Attendu que la délivrance d'un legs est une mesure provisoire ; que l'héritier réservataire n'est pas fondé à surseoir à la délivrance des legs particuliers jusqu'à ce que la quotité disponible ait été déterminée ; que des lors, le moyen tiré de l'atteinte à la réserve de l'héritier présomptif invoqué par Mme X... opposé à la délivrance du legs a été à juste titre écarté par le premier juge, étant en outre rappelé que la réserve héréditaire demeure protégée par l'action en réduction prévue par les dispositions des articles 924 et 1080 du Code civil.

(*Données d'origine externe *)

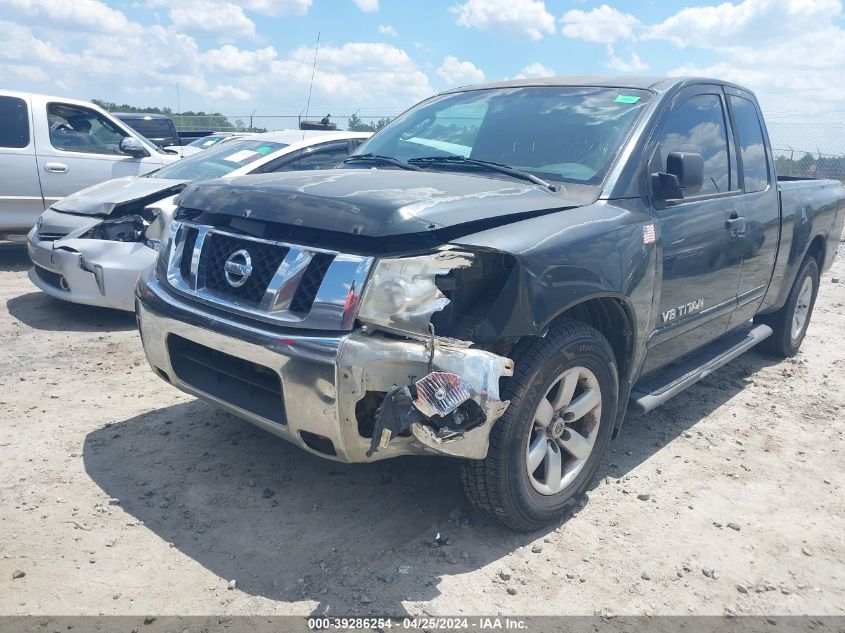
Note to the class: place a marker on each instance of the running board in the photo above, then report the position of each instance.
(654, 391)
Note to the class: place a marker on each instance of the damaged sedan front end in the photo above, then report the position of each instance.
(85, 250)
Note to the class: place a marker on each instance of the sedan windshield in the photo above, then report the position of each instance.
(207, 141)
(216, 162)
(555, 133)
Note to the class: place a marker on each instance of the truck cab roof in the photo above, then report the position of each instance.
(653, 83)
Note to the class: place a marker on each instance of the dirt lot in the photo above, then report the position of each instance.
(120, 495)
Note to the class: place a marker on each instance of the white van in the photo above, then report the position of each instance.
(51, 147)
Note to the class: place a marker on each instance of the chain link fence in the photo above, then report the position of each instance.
(810, 149)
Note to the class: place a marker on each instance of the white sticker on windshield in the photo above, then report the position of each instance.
(239, 157)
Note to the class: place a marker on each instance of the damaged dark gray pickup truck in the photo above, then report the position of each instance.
(498, 275)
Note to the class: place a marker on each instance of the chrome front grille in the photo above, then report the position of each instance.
(264, 260)
(277, 282)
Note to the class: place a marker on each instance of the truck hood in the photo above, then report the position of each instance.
(378, 203)
(119, 196)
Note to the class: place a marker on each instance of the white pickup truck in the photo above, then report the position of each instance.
(51, 147)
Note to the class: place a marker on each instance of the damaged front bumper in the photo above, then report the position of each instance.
(326, 394)
(89, 271)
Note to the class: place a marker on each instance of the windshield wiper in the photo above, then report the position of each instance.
(499, 167)
(378, 158)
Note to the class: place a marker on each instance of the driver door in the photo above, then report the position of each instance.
(70, 159)
(701, 259)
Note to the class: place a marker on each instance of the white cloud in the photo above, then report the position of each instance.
(230, 60)
(603, 24)
(367, 6)
(457, 73)
(354, 75)
(535, 70)
(739, 24)
(29, 73)
(632, 64)
(790, 52)
(278, 7)
(209, 16)
(520, 18)
(85, 15)
(222, 92)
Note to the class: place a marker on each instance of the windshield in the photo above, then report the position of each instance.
(569, 134)
(218, 161)
(207, 141)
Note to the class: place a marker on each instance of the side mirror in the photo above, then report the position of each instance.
(683, 177)
(132, 146)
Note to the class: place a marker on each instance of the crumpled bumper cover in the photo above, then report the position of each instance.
(319, 381)
(94, 272)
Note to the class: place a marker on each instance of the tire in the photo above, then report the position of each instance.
(501, 485)
(785, 339)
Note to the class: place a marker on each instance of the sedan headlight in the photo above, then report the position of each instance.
(402, 294)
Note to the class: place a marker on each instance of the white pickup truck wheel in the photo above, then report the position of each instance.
(546, 448)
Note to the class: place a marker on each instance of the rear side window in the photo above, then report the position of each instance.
(697, 125)
(755, 165)
(78, 129)
(14, 122)
(322, 158)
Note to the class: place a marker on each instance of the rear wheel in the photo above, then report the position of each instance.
(546, 448)
(789, 324)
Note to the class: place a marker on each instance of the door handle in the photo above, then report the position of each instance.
(736, 224)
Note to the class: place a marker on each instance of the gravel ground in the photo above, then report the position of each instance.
(120, 495)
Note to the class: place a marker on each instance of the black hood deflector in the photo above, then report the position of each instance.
(378, 203)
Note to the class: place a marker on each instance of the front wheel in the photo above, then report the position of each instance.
(546, 448)
(789, 324)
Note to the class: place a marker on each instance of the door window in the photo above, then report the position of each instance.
(78, 129)
(755, 165)
(14, 122)
(698, 125)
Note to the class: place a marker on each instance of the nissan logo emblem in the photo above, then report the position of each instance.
(238, 268)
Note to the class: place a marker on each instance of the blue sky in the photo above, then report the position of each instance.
(378, 57)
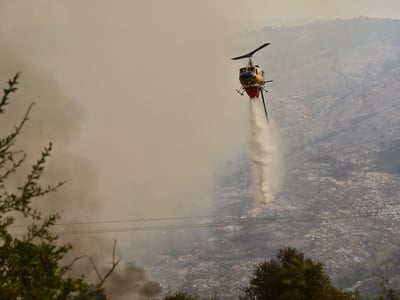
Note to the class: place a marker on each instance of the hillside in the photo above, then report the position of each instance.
(335, 99)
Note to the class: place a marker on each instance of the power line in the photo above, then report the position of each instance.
(279, 216)
(248, 221)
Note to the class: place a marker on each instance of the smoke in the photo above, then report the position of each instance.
(265, 155)
(136, 98)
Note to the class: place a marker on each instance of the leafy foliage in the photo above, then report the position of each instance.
(291, 276)
(30, 264)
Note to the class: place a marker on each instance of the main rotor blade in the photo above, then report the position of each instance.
(250, 54)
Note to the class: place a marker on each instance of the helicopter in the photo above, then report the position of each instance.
(251, 78)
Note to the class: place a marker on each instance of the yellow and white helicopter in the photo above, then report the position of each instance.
(251, 78)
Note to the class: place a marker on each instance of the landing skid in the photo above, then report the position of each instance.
(265, 107)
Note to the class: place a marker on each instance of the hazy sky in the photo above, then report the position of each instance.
(258, 13)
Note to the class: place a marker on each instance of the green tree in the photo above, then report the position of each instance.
(30, 263)
(291, 276)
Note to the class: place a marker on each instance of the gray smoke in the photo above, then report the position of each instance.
(136, 97)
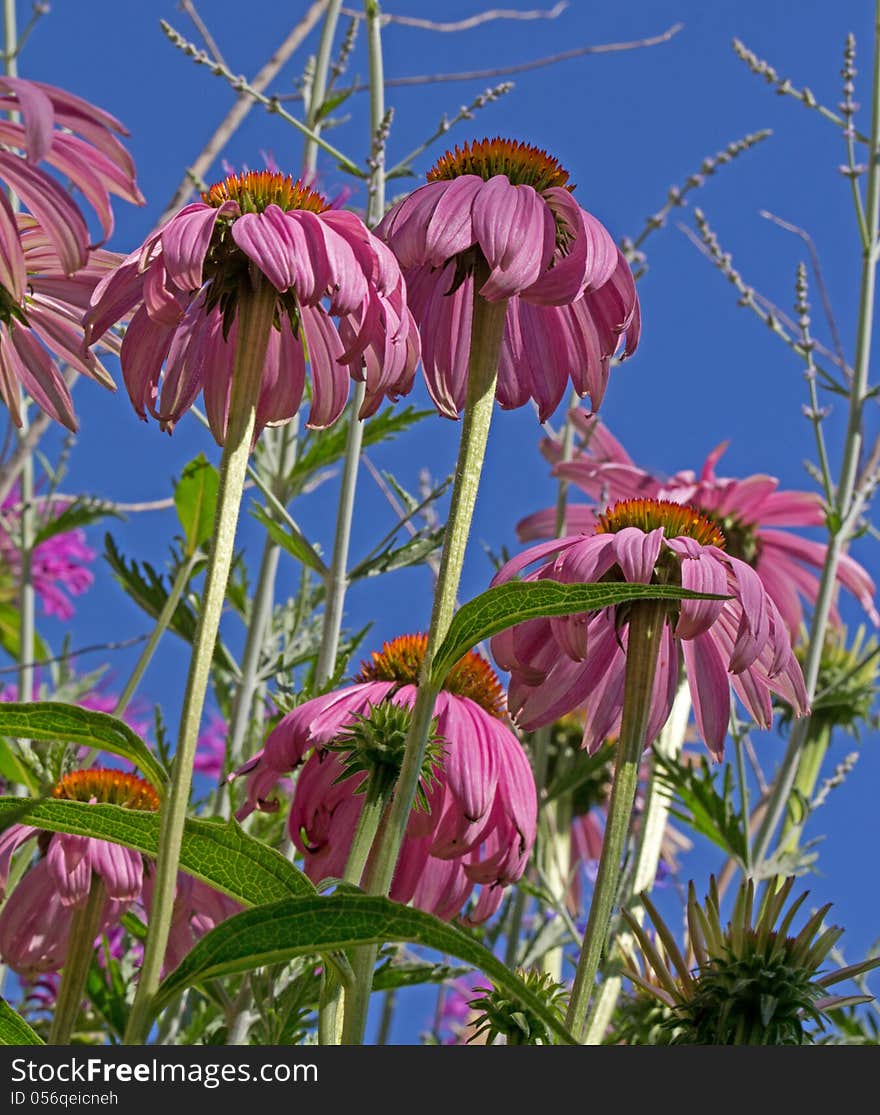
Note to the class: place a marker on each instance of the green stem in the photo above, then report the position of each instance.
(387, 1017)
(164, 618)
(337, 574)
(329, 1029)
(261, 607)
(809, 767)
(84, 928)
(319, 86)
(646, 626)
(254, 314)
(649, 844)
(848, 500)
(743, 797)
(487, 330)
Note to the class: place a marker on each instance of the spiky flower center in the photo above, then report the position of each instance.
(756, 992)
(521, 163)
(400, 660)
(115, 787)
(375, 744)
(676, 520)
(257, 190)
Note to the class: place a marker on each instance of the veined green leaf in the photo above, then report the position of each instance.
(219, 853)
(278, 932)
(13, 1029)
(195, 497)
(505, 604)
(54, 720)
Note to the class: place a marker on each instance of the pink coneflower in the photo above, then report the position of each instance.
(572, 300)
(40, 318)
(748, 511)
(321, 262)
(36, 921)
(480, 823)
(558, 665)
(59, 564)
(76, 139)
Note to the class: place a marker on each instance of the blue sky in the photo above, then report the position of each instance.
(627, 125)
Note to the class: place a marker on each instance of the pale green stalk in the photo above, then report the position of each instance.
(255, 310)
(337, 575)
(261, 607)
(848, 500)
(646, 626)
(486, 333)
(651, 831)
(319, 86)
(164, 618)
(330, 1029)
(809, 767)
(84, 928)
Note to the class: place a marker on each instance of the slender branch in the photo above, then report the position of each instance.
(123, 645)
(784, 87)
(602, 48)
(200, 25)
(28, 443)
(255, 309)
(820, 282)
(465, 25)
(849, 498)
(646, 627)
(318, 89)
(337, 574)
(242, 106)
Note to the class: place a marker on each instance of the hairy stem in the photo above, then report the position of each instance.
(646, 628)
(84, 928)
(254, 313)
(848, 498)
(486, 335)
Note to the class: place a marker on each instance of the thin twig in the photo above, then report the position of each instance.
(770, 313)
(200, 25)
(242, 106)
(820, 282)
(602, 48)
(464, 25)
(124, 645)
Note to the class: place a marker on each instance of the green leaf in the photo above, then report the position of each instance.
(78, 513)
(54, 720)
(296, 543)
(505, 604)
(328, 446)
(195, 497)
(147, 590)
(13, 1029)
(704, 807)
(282, 930)
(13, 769)
(220, 853)
(334, 102)
(395, 973)
(415, 551)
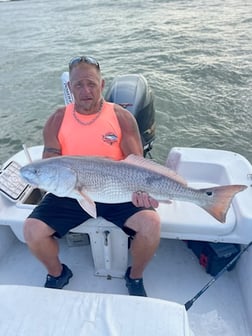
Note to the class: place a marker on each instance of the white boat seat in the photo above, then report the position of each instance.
(179, 220)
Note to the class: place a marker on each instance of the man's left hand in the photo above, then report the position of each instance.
(143, 199)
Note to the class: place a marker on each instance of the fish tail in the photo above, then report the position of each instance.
(220, 199)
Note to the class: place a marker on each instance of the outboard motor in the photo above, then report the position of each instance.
(133, 93)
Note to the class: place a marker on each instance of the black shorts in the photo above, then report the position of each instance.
(63, 214)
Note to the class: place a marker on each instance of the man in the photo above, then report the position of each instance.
(92, 126)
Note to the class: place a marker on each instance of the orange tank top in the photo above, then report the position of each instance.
(102, 137)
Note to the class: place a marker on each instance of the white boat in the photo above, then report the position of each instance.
(95, 302)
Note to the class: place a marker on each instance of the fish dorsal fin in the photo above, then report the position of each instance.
(155, 167)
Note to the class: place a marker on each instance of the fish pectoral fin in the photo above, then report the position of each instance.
(166, 202)
(87, 204)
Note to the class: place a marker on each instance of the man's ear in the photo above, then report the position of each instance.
(102, 84)
(69, 86)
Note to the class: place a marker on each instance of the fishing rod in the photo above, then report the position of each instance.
(189, 303)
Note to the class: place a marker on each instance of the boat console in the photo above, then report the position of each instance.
(179, 220)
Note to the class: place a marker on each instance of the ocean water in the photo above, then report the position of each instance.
(196, 56)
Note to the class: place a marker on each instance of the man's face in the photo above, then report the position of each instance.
(86, 85)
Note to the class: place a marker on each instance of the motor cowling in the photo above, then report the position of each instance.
(133, 93)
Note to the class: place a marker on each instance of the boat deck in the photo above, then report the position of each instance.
(174, 274)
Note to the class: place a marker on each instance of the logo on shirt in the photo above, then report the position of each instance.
(110, 138)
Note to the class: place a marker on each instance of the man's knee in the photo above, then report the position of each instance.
(35, 230)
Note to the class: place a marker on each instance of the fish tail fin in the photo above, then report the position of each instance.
(221, 198)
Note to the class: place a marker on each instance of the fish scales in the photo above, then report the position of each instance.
(96, 179)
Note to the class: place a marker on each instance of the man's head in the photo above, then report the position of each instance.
(86, 83)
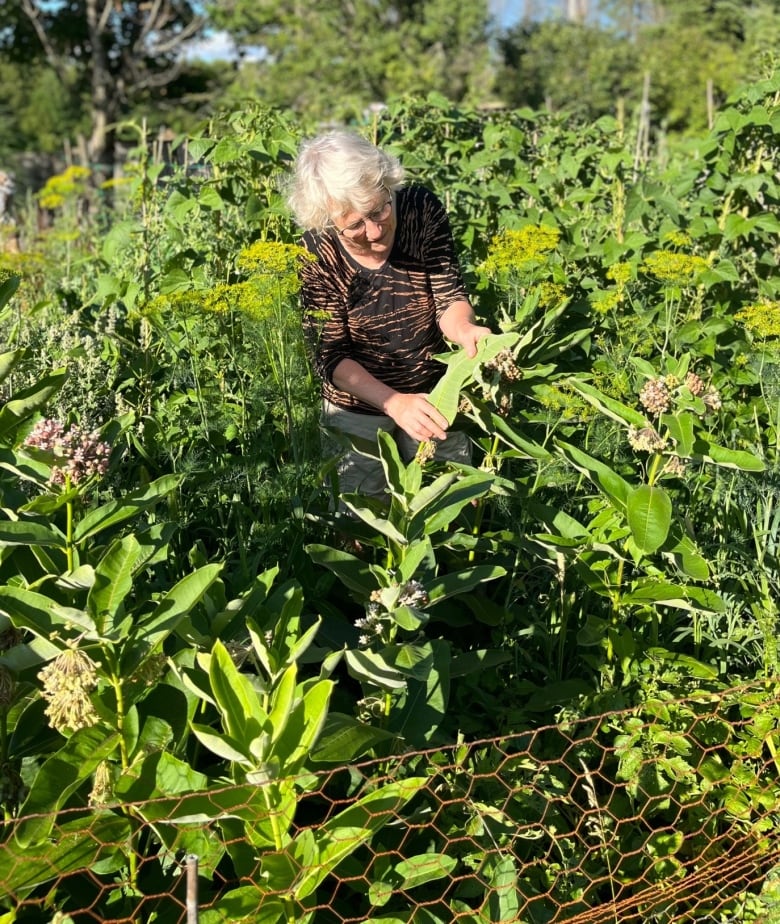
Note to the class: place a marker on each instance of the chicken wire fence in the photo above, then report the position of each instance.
(667, 811)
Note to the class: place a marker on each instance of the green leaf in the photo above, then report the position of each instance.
(26, 402)
(461, 582)
(30, 532)
(680, 427)
(40, 614)
(58, 778)
(344, 833)
(357, 575)
(728, 458)
(426, 867)
(178, 603)
(9, 359)
(113, 581)
(649, 512)
(242, 714)
(617, 489)
(79, 845)
(125, 508)
(8, 288)
(371, 668)
(445, 395)
(343, 739)
(616, 410)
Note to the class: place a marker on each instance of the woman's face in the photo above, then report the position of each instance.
(372, 232)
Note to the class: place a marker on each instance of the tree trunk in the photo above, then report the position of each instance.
(99, 146)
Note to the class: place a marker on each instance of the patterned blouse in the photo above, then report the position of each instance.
(386, 319)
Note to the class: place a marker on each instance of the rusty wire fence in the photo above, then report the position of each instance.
(664, 812)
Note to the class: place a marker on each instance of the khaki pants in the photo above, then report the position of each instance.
(364, 474)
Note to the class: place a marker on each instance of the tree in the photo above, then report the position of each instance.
(107, 51)
(567, 66)
(331, 59)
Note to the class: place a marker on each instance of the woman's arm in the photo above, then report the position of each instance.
(412, 413)
(458, 324)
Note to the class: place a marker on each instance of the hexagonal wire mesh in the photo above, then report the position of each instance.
(664, 812)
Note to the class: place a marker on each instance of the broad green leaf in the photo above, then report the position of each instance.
(460, 582)
(427, 693)
(58, 777)
(343, 834)
(30, 532)
(616, 410)
(178, 603)
(357, 575)
(40, 614)
(445, 395)
(617, 489)
(221, 744)
(157, 774)
(369, 667)
(27, 401)
(426, 867)
(8, 288)
(728, 458)
(649, 512)
(282, 701)
(79, 845)
(680, 427)
(242, 713)
(246, 905)
(9, 359)
(396, 472)
(113, 581)
(125, 508)
(343, 739)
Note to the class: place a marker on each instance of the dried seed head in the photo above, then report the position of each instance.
(425, 452)
(646, 440)
(67, 681)
(694, 384)
(674, 466)
(413, 594)
(712, 399)
(102, 785)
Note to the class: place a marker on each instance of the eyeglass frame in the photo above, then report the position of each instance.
(358, 227)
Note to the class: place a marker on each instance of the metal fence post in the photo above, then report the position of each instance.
(192, 888)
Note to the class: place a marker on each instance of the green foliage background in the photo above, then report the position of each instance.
(187, 635)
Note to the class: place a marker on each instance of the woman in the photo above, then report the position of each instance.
(381, 298)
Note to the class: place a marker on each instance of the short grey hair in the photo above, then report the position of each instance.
(336, 173)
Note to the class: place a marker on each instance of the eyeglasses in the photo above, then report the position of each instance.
(377, 217)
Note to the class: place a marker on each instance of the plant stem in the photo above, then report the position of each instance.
(69, 548)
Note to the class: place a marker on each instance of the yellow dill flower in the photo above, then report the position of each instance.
(761, 319)
(551, 294)
(272, 257)
(512, 250)
(620, 274)
(675, 268)
(604, 302)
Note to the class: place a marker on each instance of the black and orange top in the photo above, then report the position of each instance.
(386, 319)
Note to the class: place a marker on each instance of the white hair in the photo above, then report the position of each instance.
(337, 173)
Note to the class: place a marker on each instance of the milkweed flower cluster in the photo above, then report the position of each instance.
(78, 453)
(381, 604)
(67, 682)
(657, 394)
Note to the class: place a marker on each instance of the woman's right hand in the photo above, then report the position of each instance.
(416, 416)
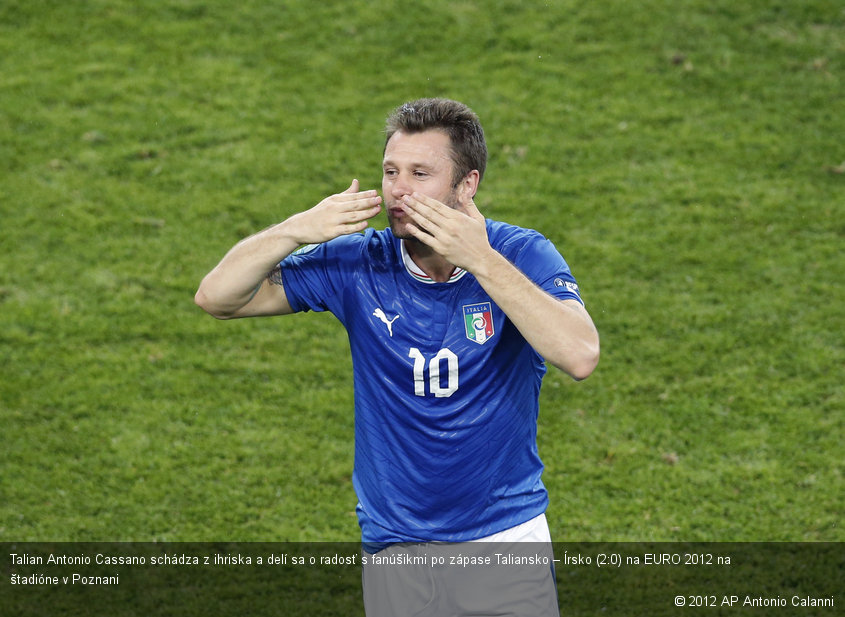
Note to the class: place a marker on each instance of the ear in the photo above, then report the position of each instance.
(468, 186)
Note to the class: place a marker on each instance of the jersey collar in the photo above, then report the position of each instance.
(416, 272)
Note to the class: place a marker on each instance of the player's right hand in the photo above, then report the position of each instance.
(337, 215)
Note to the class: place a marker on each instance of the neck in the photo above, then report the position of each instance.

Attendu qu'en conséquence, le jugement déféré doit être confirmé en toutes ses dispositions.
Attendu qu'en application de l'article 1016 du Code civil, les frais de la délivrance du legs doivent être mis à la charge de la succession.
Sur les frais et dépens de la procédure
Attendu que Mme X..., qui succombe en son appel doit en supporter les dépens, qu'il y a lieu d'allouer à Monsieur François-Xavier Y... X... la somme complémentaire de 1000 € en application des dispositions de l'article 700 du code de procédure civile.
PAR CES MOTIFS,
LA COUR, après en avoir délibéré conformément à la loi,
Statuant publiquement, contradictoirement, en matière civile et en dernier ressort,
Confirme le jugement déféré,
Y ajoutant :
Dit que les frais de délivrance du legs au profit de Monsieur François-Xavier Y... X... sont à la charge de la succession,
Condamne Mme Geneviève X... à payer à Monsieur François-Xavier Y... X... la somme complémentaire de 1000 € en application des dispositions de l'article 700 du code de procédure civile
Condamne Mme Geneviève X... aux dépens d'appel avec distraction au profit de la SCP FONTAINE MACALUSO-JULLIEN avoués en application des dispositions de l'article 699 du code de procédure civile
Arrêt signé par Monsieur DELTEL, Président et par Madame BERTHIOT, Greffier.